皆が楽しみにしていた今夜の花見宴だが、皆が皆、騒ぎたい訳ではない。特に斎藤なら、少し喧騒を離れたいと思うのも分かる気がした。

「・・・綺麗ですね」
千鶴は側に咲く桜の花弁を見上げた。
ざわわと風に乗って花びらが舞う。
小さき其の花弁は健気に花開き、短きその生の中精一杯己を主張していて。
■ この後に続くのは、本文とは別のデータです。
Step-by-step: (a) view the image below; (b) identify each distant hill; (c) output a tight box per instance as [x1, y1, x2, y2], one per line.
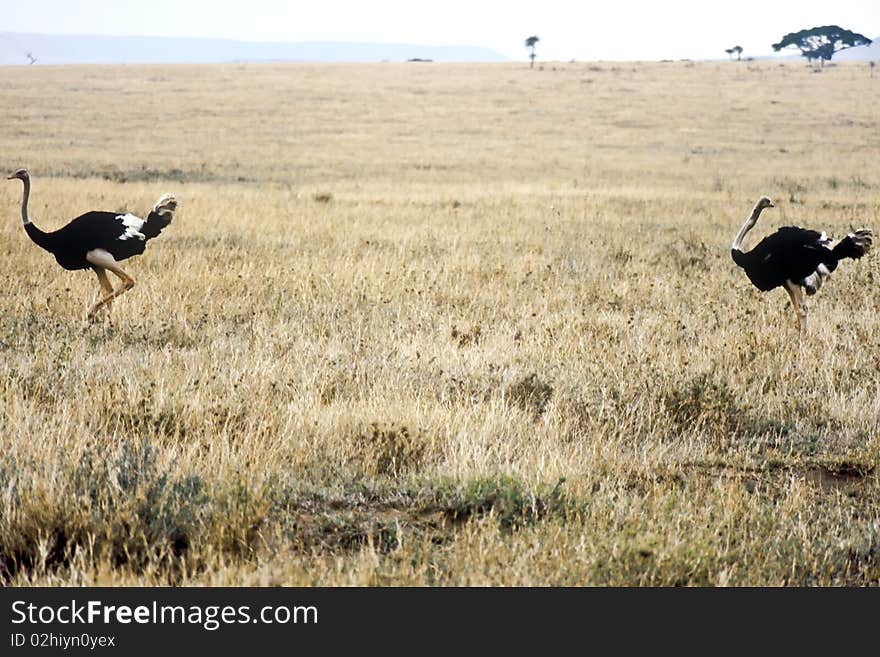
[832, 36, 880, 62]
[0, 32, 510, 65]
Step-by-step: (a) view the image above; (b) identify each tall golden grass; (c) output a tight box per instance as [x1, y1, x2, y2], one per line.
[0, 62, 880, 586]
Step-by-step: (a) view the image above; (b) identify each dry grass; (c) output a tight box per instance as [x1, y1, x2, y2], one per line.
[0, 62, 880, 586]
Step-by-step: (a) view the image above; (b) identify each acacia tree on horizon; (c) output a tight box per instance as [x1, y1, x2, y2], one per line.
[772, 25, 871, 66]
[526, 36, 540, 68]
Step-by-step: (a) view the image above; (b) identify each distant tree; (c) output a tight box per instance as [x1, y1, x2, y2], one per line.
[773, 25, 871, 66]
[724, 46, 742, 61]
[526, 36, 540, 68]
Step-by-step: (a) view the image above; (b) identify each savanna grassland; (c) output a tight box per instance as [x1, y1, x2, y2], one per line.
[0, 62, 880, 586]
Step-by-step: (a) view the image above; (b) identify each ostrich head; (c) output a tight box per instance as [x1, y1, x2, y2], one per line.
[755, 196, 776, 210]
[731, 196, 776, 251]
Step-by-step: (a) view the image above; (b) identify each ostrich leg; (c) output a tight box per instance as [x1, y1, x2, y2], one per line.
[785, 281, 807, 335]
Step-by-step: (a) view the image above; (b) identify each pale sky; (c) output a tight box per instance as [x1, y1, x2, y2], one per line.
[0, 0, 880, 61]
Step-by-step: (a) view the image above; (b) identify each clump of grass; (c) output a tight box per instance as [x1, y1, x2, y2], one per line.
[354, 422, 426, 477]
[504, 372, 553, 417]
[0, 441, 209, 577]
[660, 373, 747, 436]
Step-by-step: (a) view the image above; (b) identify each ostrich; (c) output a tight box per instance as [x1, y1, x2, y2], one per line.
[730, 196, 872, 333]
[8, 169, 177, 319]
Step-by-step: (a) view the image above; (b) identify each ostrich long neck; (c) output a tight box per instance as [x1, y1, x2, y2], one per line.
[730, 204, 764, 251]
[21, 177, 52, 251]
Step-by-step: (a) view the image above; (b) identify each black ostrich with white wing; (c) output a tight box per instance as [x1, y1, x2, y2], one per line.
[730, 196, 873, 333]
[9, 169, 177, 319]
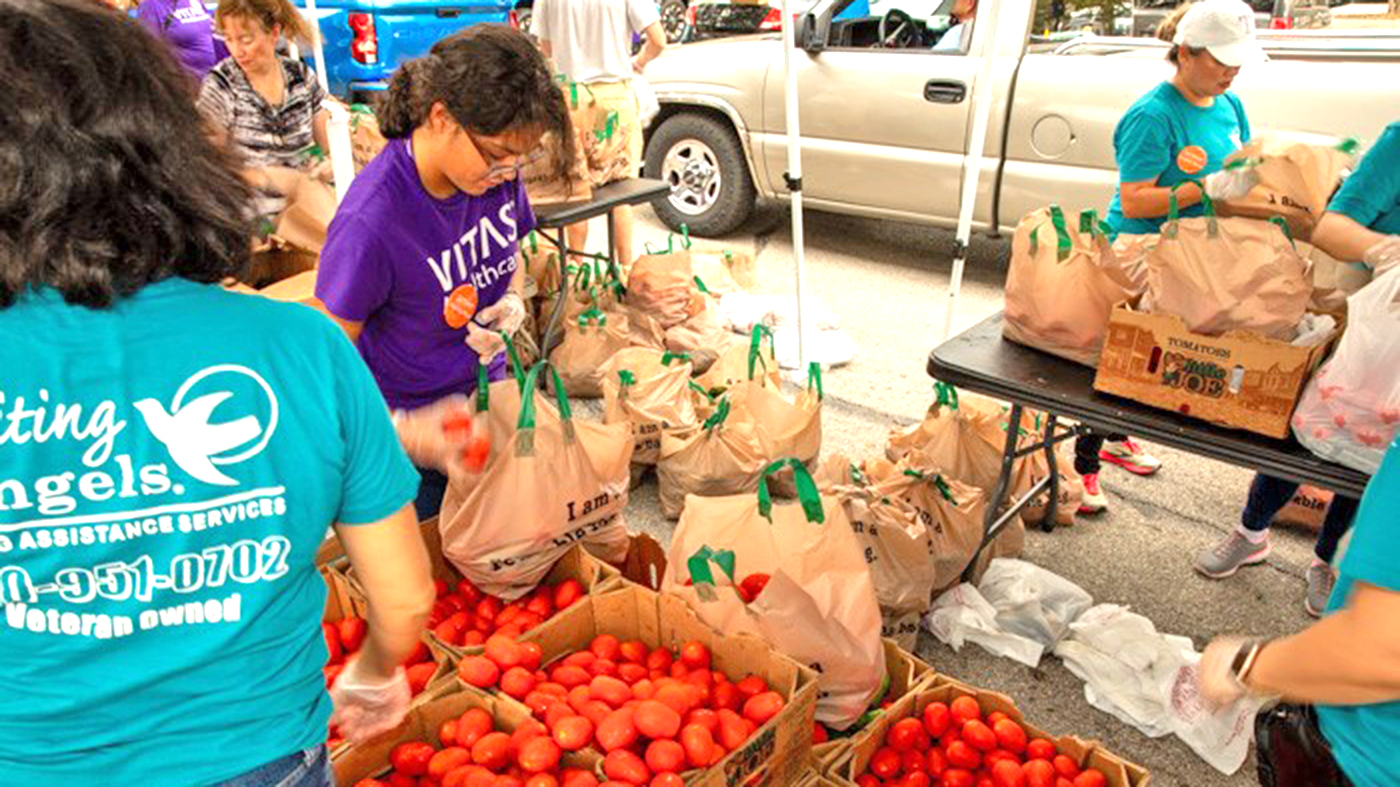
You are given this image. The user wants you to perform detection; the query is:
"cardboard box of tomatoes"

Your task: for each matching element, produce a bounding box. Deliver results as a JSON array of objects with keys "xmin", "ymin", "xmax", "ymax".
[
  {"xmin": 332, "ymin": 518, "xmax": 622, "ymax": 658},
  {"xmin": 827, "ymin": 675, "xmax": 1152, "ymax": 787},
  {"xmin": 812, "ymin": 639, "xmax": 938, "ymax": 772},
  {"xmin": 332, "ymin": 683, "xmax": 599, "ymax": 787},
  {"xmin": 522, "ymin": 585, "xmax": 816, "ymax": 787}
]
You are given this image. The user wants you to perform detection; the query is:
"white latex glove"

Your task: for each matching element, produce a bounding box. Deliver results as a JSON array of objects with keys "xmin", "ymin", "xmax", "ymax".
[
  {"xmin": 1205, "ymin": 167, "xmax": 1259, "ymax": 200},
  {"xmin": 393, "ymin": 394, "xmax": 469, "ymax": 472},
  {"xmin": 1362, "ymin": 235, "xmax": 1400, "ymax": 276},
  {"xmin": 330, "ymin": 658, "xmax": 413, "ymax": 744}
]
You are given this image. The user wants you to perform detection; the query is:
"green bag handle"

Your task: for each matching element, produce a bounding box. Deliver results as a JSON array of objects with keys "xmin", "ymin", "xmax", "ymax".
[
  {"xmin": 703, "ymin": 396, "xmax": 729, "ymax": 431},
  {"xmin": 934, "ymin": 379, "xmax": 958, "ymax": 410},
  {"xmin": 1162, "ymin": 179, "xmax": 1221, "ymax": 239},
  {"xmin": 686, "ymin": 546, "xmax": 738, "ymax": 587},
  {"xmin": 759, "ymin": 458, "xmax": 826, "ymax": 525},
  {"xmin": 749, "ymin": 325, "xmax": 778, "ymax": 379}
]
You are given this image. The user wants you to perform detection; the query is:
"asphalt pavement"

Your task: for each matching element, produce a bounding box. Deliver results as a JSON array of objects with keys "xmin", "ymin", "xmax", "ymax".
[{"xmin": 565, "ymin": 198, "xmax": 1313, "ymax": 787}]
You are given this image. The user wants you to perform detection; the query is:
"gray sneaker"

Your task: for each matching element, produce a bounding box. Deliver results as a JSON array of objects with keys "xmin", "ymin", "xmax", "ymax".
[
  {"xmin": 1303, "ymin": 563, "xmax": 1337, "ymax": 618},
  {"xmin": 1196, "ymin": 531, "xmax": 1273, "ymax": 580}
]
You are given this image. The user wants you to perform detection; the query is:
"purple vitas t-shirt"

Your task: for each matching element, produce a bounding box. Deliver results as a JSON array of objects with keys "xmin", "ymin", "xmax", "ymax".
[
  {"xmin": 136, "ymin": 0, "xmax": 228, "ymax": 81},
  {"xmin": 316, "ymin": 139, "xmax": 535, "ymax": 409}
]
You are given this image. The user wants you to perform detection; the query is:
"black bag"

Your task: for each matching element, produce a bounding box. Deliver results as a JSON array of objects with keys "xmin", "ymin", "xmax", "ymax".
[{"xmin": 1254, "ymin": 703, "xmax": 1351, "ymax": 787}]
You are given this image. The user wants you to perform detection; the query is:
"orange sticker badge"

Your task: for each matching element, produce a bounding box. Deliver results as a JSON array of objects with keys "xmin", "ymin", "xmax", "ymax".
[
  {"xmin": 1176, "ymin": 144, "xmax": 1208, "ymax": 175},
  {"xmin": 442, "ymin": 284, "xmax": 476, "ymax": 328}
]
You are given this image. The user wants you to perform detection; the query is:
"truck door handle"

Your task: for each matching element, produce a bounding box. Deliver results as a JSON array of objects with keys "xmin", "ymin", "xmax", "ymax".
[{"xmin": 924, "ymin": 80, "xmax": 967, "ymax": 104}]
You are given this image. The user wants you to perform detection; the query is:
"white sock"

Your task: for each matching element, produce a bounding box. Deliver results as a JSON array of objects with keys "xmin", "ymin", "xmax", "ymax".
[{"xmin": 1235, "ymin": 525, "xmax": 1268, "ymax": 543}]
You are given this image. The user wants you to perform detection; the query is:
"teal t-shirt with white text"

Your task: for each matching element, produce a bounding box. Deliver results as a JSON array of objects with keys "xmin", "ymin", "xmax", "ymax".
[
  {"xmin": 1105, "ymin": 83, "xmax": 1250, "ymax": 235},
  {"xmin": 0, "ymin": 279, "xmax": 419, "ymax": 786}
]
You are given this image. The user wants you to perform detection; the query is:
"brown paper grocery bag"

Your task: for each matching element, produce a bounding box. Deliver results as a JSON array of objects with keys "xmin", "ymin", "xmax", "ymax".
[
  {"xmin": 440, "ymin": 364, "xmax": 631, "ymax": 599},
  {"xmin": 1141, "ymin": 196, "xmax": 1312, "ymax": 342},
  {"xmin": 549, "ymin": 308, "xmax": 630, "ymax": 399},
  {"xmin": 657, "ymin": 398, "xmax": 766, "ymax": 520},
  {"xmin": 602, "ymin": 347, "xmax": 697, "ymax": 465},
  {"xmin": 661, "ymin": 459, "xmax": 885, "ymax": 730},
  {"xmin": 1221, "ymin": 136, "xmax": 1357, "ymax": 239},
  {"xmin": 1002, "ymin": 204, "xmax": 1141, "ymax": 367}
]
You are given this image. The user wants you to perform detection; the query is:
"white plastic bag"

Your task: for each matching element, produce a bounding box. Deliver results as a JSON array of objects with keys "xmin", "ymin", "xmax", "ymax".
[
  {"xmin": 1294, "ymin": 263, "xmax": 1400, "ymax": 473},
  {"xmin": 1054, "ymin": 604, "xmax": 1263, "ymax": 774}
]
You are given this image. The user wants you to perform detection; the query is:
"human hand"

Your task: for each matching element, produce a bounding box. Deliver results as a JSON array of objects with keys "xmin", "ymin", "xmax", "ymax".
[
  {"xmin": 1205, "ymin": 165, "xmax": 1259, "ymax": 200},
  {"xmin": 1361, "ymin": 235, "xmax": 1400, "ymax": 276},
  {"xmin": 393, "ymin": 394, "xmax": 470, "ymax": 472},
  {"xmin": 1196, "ymin": 636, "xmax": 1249, "ymax": 709},
  {"xmin": 330, "ymin": 658, "xmax": 413, "ymax": 744}
]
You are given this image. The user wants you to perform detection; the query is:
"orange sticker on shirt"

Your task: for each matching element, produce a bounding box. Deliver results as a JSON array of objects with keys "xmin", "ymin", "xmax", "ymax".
[
  {"xmin": 442, "ymin": 284, "xmax": 476, "ymax": 328},
  {"xmin": 1176, "ymin": 144, "xmax": 1208, "ymax": 175}
]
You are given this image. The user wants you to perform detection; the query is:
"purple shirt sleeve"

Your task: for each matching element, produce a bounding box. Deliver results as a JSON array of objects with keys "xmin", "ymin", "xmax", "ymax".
[{"xmin": 316, "ymin": 214, "xmax": 393, "ymax": 322}]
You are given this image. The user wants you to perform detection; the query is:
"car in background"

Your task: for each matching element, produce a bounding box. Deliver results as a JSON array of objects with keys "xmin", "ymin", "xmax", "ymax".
[{"xmin": 1133, "ymin": 0, "xmax": 1331, "ymax": 35}]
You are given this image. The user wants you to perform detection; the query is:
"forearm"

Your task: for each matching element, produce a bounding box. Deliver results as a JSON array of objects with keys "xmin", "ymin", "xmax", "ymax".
[
  {"xmin": 1120, "ymin": 183, "xmax": 1203, "ymax": 218},
  {"xmin": 1247, "ymin": 608, "xmax": 1400, "ymax": 704},
  {"xmin": 1312, "ymin": 211, "xmax": 1385, "ymax": 262}
]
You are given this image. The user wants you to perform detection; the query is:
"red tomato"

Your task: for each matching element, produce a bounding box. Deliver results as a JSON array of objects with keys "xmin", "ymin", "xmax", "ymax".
[
  {"xmin": 991, "ymin": 718, "xmax": 1026, "ymax": 755},
  {"xmin": 1050, "ymin": 755, "xmax": 1079, "ymax": 780},
  {"xmin": 680, "ymin": 641, "xmax": 710, "ymax": 671},
  {"xmin": 869, "ymin": 746, "xmax": 904, "ymax": 781},
  {"xmin": 633, "ymin": 700, "xmax": 680, "ymax": 738},
  {"xmin": 1021, "ymin": 759, "xmax": 1056, "ymax": 787},
  {"xmin": 991, "ymin": 759, "xmax": 1026, "ymax": 787},
  {"xmin": 948, "ymin": 696, "xmax": 981, "ymax": 730},
  {"xmin": 472, "ymin": 732, "xmax": 511, "ymax": 770},
  {"xmin": 885, "ymin": 718, "xmax": 928, "ymax": 752},
  {"xmin": 647, "ymin": 739, "xmax": 686, "ymax": 773},
  {"xmin": 739, "ymin": 574, "xmax": 773, "ymax": 604},
  {"xmin": 743, "ymin": 692, "xmax": 787, "ymax": 727},
  {"xmin": 945, "ymin": 741, "xmax": 981, "ymax": 770},
  {"xmin": 456, "ymin": 707, "xmax": 496, "ymax": 748},
  {"xmin": 554, "ymin": 580, "xmax": 584, "ymax": 611},
  {"xmin": 389, "ymin": 741, "xmax": 437, "ymax": 776},
  {"xmin": 598, "ymin": 707, "xmax": 637, "ymax": 752},
  {"xmin": 1026, "ymin": 738, "xmax": 1057, "ymax": 760},
  {"xmin": 515, "ymin": 737, "xmax": 563, "ymax": 773},
  {"xmin": 603, "ymin": 751, "xmax": 651, "ymax": 784},
  {"xmin": 680, "ymin": 720, "xmax": 718, "ymax": 767},
  {"xmin": 1074, "ymin": 767, "xmax": 1109, "ymax": 787},
  {"xmin": 924, "ymin": 703, "xmax": 952, "ymax": 738},
  {"xmin": 553, "ymin": 716, "xmax": 594, "ymax": 752},
  {"xmin": 962, "ymin": 720, "xmax": 997, "ymax": 752}
]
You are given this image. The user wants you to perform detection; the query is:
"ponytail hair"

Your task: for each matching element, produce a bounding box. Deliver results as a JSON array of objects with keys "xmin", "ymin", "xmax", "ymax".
[
  {"xmin": 375, "ymin": 24, "xmax": 575, "ymax": 171},
  {"xmin": 214, "ymin": 0, "xmax": 312, "ymax": 42}
]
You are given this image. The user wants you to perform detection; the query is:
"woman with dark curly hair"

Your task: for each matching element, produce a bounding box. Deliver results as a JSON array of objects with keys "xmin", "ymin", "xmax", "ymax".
[
  {"xmin": 316, "ymin": 25, "xmax": 573, "ymax": 518},
  {"xmin": 0, "ymin": 0, "xmax": 442, "ymax": 786}
]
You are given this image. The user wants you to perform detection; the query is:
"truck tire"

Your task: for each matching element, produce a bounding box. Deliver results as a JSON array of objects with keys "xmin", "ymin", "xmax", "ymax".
[{"xmin": 645, "ymin": 112, "xmax": 756, "ymax": 237}]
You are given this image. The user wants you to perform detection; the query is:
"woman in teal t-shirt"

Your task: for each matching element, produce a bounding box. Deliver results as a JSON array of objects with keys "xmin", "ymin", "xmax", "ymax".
[{"xmin": 0, "ymin": 0, "xmax": 445, "ymax": 787}]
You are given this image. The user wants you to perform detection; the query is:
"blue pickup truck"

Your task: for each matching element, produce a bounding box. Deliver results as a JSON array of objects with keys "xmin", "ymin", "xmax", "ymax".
[{"xmin": 289, "ymin": 0, "xmax": 526, "ymax": 101}]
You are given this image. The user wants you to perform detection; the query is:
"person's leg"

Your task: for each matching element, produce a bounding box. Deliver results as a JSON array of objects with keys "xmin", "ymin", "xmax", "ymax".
[
  {"xmin": 413, "ymin": 468, "xmax": 447, "ymax": 522},
  {"xmin": 1303, "ymin": 494, "xmax": 1358, "ymax": 618},
  {"xmin": 1196, "ymin": 473, "xmax": 1298, "ymax": 580},
  {"xmin": 613, "ymin": 204, "xmax": 637, "ymax": 269}
]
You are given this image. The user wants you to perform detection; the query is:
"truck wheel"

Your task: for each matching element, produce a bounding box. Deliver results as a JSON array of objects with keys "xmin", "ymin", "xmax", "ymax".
[{"xmin": 645, "ymin": 112, "xmax": 755, "ymax": 237}]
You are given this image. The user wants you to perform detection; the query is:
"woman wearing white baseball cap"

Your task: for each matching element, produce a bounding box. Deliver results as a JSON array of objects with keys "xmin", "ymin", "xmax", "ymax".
[{"xmin": 1075, "ymin": 0, "xmax": 1264, "ymax": 514}]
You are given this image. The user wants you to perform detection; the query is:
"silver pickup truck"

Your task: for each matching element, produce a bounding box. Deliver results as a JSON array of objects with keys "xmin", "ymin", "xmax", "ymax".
[{"xmin": 645, "ymin": 0, "xmax": 1400, "ymax": 235}]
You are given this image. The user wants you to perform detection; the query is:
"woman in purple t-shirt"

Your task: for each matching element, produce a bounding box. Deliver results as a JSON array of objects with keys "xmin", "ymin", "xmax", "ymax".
[
  {"xmin": 136, "ymin": 0, "xmax": 228, "ymax": 83},
  {"xmin": 316, "ymin": 25, "xmax": 573, "ymax": 518}
]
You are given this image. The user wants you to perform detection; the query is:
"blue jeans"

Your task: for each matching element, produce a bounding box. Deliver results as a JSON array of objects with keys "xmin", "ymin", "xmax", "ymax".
[
  {"xmin": 214, "ymin": 744, "xmax": 336, "ymax": 787},
  {"xmin": 1240, "ymin": 473, "xmax": 1358, "ymax": 563}
]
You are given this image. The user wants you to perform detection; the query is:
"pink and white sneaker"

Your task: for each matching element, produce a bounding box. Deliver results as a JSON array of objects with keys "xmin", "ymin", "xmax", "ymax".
[
  {"xmin": 1079, "ymin": 473, "xmax": 1109, "ymax": 514},
  {"xmin": 1099, "ymin": 437, "xmax": 1162, "ymax": 476}
]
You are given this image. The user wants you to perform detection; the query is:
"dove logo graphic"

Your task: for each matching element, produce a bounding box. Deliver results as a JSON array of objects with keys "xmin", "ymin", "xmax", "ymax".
[{"xmin": 136, "ymin": 364, "xmax": 277, "ymax": 486}]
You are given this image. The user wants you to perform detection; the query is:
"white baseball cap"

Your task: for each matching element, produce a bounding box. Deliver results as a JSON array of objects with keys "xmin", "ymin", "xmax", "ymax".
[{"xmin": 1172, "ymin": 0, "xmax": 1266, "ymax": 67}]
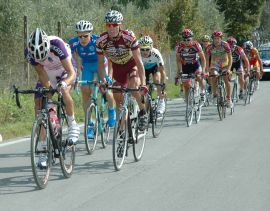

其れは動乱の世において、任務を只全うせんとする皆の姿と重なった。
「綺麗で、・・・胸が詰まります」
声の震えが伝わった気がして、こくと千鶴は小さく唾を呑み込んだ。
ふわと耳元で風が動く。
思いがけず斎藤の指が頬に触れた気がして、ぴくと千鶴の肩が跳ねた。
「・・・動くな」
「え・・・?」
「花びらが付いている」
(あ・・・・・)
僅かに落胆した気持ちを悟られぬよう、意識して息を詰める。
どくんどくんと、囃し立てる鼓動が今にも聞こえてしまうのではないかと思った。

く、と斎藤の口から息が漏れるのを聴いて、千鶴は振り仰いだ。
斎藤が笑いを堪えている。
訳が分からず、千鶴は首を傾げた。
「息をするなとまでは言っていない」
「・・・え?」
「っぷ」
耐えきれぬといった様子で、斎藤が噴き出す。
「ちょ、え?さ、斎藤さん・・・!」
そんな余りに珍しい光景に、か、と千鶴は赤面した。

そんな千鶴を、目の端に珠を浮かべた斎藤が覗く。
「・・・あんたは見てて飽きぬな」
「え、それって、」
言い返そうとする千鶴の言葉は、最後まで紡がれることなく。
「━━━」
そっと斎藤の口に消える。

咲き誇る夜桜の上空、春の月が柔らかく二人を照らしていた。